Technisch befindet sich der Ölpreis in einem seit Mitte 2020 währenden, intakten Aufwärtstrend. Durch die Überwindung des letzten Hochs ist nun der Weg frei für einen Anlauf auf die nicht zuletzt psychologisch wichtige Marke von 100 USD pro Barrel.
Im Zuge der Coronakrise war der Preis zeitweise drastisch gefallen. Insbesondere auf dem US-Markt kam es sogar zu Anomalien und kurzzeitig negativen Ölpreisen infolge einer Verknappung der Lagerkapazitäten.
Geopolitische Spannungen als zusätzliche Preistreiber bei Energie
Die Entwicklung an den Märkten macht sich längst in den Verbraucherpreisen bemerkbar. Diesel und Superbenzin sind in Deutschland derzeit so teuer wie noch nie. Für 1 l Superbenzin müssen Autofahrer derzeit rund 1,73 EUR bezahlen, für Diesel rund 1,65 EUR.

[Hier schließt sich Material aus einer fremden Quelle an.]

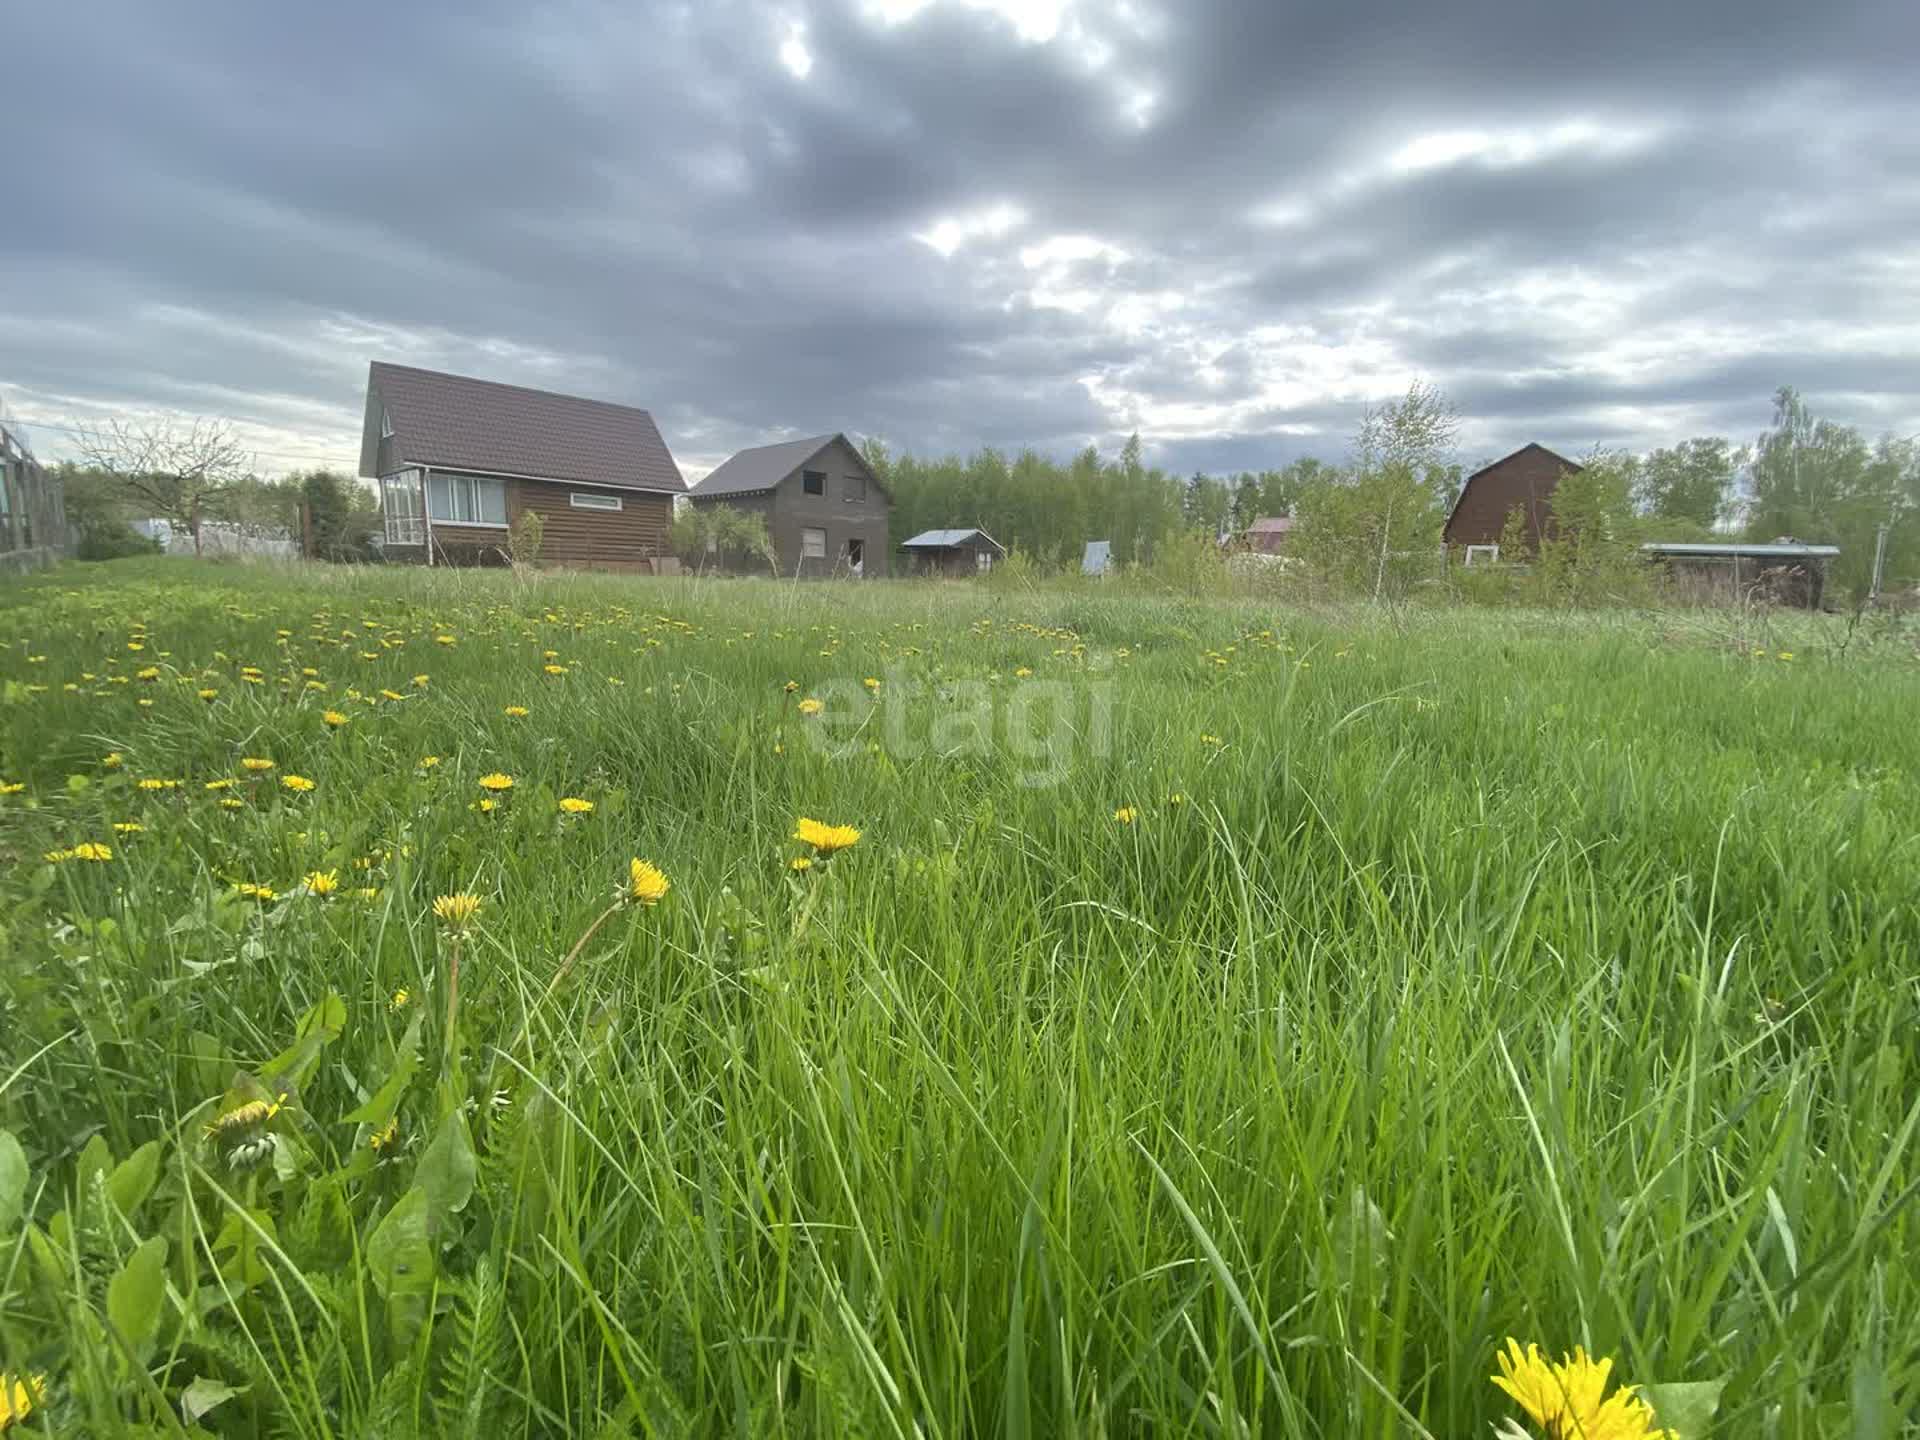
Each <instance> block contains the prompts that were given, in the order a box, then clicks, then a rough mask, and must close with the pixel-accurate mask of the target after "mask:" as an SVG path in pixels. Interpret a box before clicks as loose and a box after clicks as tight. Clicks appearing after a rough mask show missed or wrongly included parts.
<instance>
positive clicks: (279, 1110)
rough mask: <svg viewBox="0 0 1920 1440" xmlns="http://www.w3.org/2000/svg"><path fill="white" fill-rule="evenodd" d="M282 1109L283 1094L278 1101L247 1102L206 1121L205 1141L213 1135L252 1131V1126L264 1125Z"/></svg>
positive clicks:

Heizöl kostet so viel wie seit rund zehn Jahren nicht mehr. Für 100 l wurden am Ende der Woche fast 94 EUR gezahlt (bei 3000 l Abnahme). Die Strompreise steigen ebenfalls. Mittlerweile werden – zumindest für Neukunden – Preise jenseits von 0,40 EUR pro Kilowattstunde aufgerufen. Dies berichten jedenfalls Vergleichsportale.
Die EZB schätzt, dass rund 50 % der aktuellen Verbraucherpreisinflation auf die Energiepreise zurückgehen. Die Notenbank gerät zunehmend unter Druck, da die Währungshüter um Christine Lagarde anders als andere Notenbanken bislang kaum auf die anziehenden Preise reagiert haben.
Ölhändler gehen davon aus, dass derzeit ein Risikozuschlag auf den Preis des Rohstoffs gezahlt wird. Grund dafür sind die geopolitischen Spannungen im Zusammenhang mit der Ukrainekrise. Viele Analysten sehen deshalb weiteres Aufwärtspotenzial für den Ölpreis. Goldmann Sachs Chefvolkswirt Jan Hatzius etwa sprach gegenüber der „FAZ“ von einem Preis von 105 USD pro Barrel Brent Öl am Jahresende. Auch andere Analysten prognostizieren Preise jenseits der 100 USD Marke.